On Wed, Oct 18, 2017 at 10:21 PM, Koos Zevenhoven <k7hoven@gmail.com> wrote:
On Wed, Oct 18, 2017 at 10:13 PM, Serhiy Storchaka <storchaka@gmail.com> wrote:
18.10.17 17:48, Nick Coghlan пише:
1. It will make those loops slower, due to the extra overhead of checking for signals (even the opcode eval loop includes all sorts of tricks to avoid actually checking for new signals, since doing so is relatively slow)
2. It will make those loops harder to maintain, since the high cost of checking for signals means the existing flat loops will need to be replaced with nested ones to reduce the per-iteration cost of the more expensive checks
3. It means making the signal checking even harder to reason about than it already is, since even C implemented methods that avoid invoking arbitrary Python code could now still end up checking for signals

I have implemented signals checking for itertools iterators. [1] The overhead is insignificant because signals are checked only for every 0x10000-th item (100-4000 times/sec). The consuming loops are not changed because signals are checked on the producer's side.

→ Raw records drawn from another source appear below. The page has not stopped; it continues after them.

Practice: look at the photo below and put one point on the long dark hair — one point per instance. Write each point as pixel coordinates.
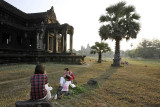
(40, 69)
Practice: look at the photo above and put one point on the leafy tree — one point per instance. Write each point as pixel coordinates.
(100, 48)
(120, 22)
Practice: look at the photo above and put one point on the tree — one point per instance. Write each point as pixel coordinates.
(121, 21)
(100, 48)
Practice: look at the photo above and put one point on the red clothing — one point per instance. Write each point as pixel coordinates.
(71, 74)
(38, 90)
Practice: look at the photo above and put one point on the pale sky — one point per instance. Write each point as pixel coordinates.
(84, 15)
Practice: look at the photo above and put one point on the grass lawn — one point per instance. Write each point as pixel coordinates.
(132, 85)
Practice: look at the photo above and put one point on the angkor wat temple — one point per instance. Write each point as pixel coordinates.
(34, 37)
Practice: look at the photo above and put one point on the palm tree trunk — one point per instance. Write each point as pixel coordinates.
(116, 60)
(99, 57)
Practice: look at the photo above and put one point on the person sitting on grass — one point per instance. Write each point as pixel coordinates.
(67, 74)
(38, 82)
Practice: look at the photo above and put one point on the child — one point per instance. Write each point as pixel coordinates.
(68, 74)
(38, 82)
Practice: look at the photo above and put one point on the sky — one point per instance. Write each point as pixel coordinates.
(84, 16)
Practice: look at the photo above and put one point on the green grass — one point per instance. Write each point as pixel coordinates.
(133, 85)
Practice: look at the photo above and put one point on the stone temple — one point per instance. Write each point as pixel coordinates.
(34, 37)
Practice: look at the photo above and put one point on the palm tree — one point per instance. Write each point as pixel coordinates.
(100, 48)
(121, 21)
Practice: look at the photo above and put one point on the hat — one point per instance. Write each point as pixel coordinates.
(66, 69)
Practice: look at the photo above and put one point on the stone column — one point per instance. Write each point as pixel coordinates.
(55, 43)
(62, 43)
(65, 42)
(71, 43)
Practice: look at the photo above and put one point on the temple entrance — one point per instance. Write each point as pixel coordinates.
(6, 39)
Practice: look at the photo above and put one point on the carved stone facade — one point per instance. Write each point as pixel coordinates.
(34, 37)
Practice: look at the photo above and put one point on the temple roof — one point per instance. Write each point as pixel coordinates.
(14, 10)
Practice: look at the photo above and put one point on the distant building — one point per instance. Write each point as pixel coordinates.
(34, 37)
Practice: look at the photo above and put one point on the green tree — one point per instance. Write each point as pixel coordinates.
(120, 22)
(100, 48)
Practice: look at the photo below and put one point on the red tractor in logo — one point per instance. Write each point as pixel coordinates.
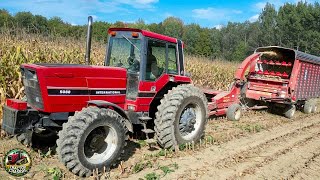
(16, 159)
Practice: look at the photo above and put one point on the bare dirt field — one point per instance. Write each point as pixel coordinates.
(260, 146)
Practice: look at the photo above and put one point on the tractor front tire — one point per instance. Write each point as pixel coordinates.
(93, 138)
(308, 106)
(234, 112)
(289, 111)
(181, 117)
(44, 138)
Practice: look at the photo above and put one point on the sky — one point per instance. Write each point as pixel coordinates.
(207, 13)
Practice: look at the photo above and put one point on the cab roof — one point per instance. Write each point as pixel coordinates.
(146, 33)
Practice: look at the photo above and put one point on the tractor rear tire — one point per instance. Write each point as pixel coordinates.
(234, 112)
(93, 138)
(289, 111)
(308, 106)
(181, 117)
(29, 139)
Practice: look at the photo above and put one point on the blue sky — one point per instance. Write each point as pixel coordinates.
(207, 13)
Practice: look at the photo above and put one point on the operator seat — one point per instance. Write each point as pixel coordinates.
(152, 66)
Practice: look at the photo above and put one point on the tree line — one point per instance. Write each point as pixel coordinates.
(294, 26)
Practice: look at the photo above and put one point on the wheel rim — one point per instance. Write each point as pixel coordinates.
(100, 144)
(190, 120)
(237, 114)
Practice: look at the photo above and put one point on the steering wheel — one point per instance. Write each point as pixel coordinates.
(134, 65)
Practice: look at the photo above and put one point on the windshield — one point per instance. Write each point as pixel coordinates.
(125, 52)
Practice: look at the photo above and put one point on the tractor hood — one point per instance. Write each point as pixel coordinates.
(68, 87)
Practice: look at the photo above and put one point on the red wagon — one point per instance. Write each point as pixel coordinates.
(274, 77)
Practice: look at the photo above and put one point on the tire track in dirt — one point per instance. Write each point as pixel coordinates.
(247, 162)
(310, 169)
(288, 164)
(210, 160)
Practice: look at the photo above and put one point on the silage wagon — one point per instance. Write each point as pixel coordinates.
(275, 77)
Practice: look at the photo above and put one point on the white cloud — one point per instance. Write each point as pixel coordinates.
(139, 4)
(213, 13)
(260, 5)
(254, 18)
(77, 11)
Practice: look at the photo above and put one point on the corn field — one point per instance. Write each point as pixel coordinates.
(25, 48)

[1] https://bugs.python.org/issue31815


​Nice! Though I'd really like a general ​solution that other code can easily adopt, even third-party extension libraries.


​By the way, now that I actually read the BPO issue​, it looks like the benchmarks were for 0x1000 (15 bits)? And why is everyone doing powers of two anyway?

Anyway, I still don't think infinite iterables are the most common case where this problem occurs. Solving this in the most common consuming loops would allow breaking out of a lot of long loops regardless of which iterable type (if any) is being used. So I'm still asking which one should solve the problem.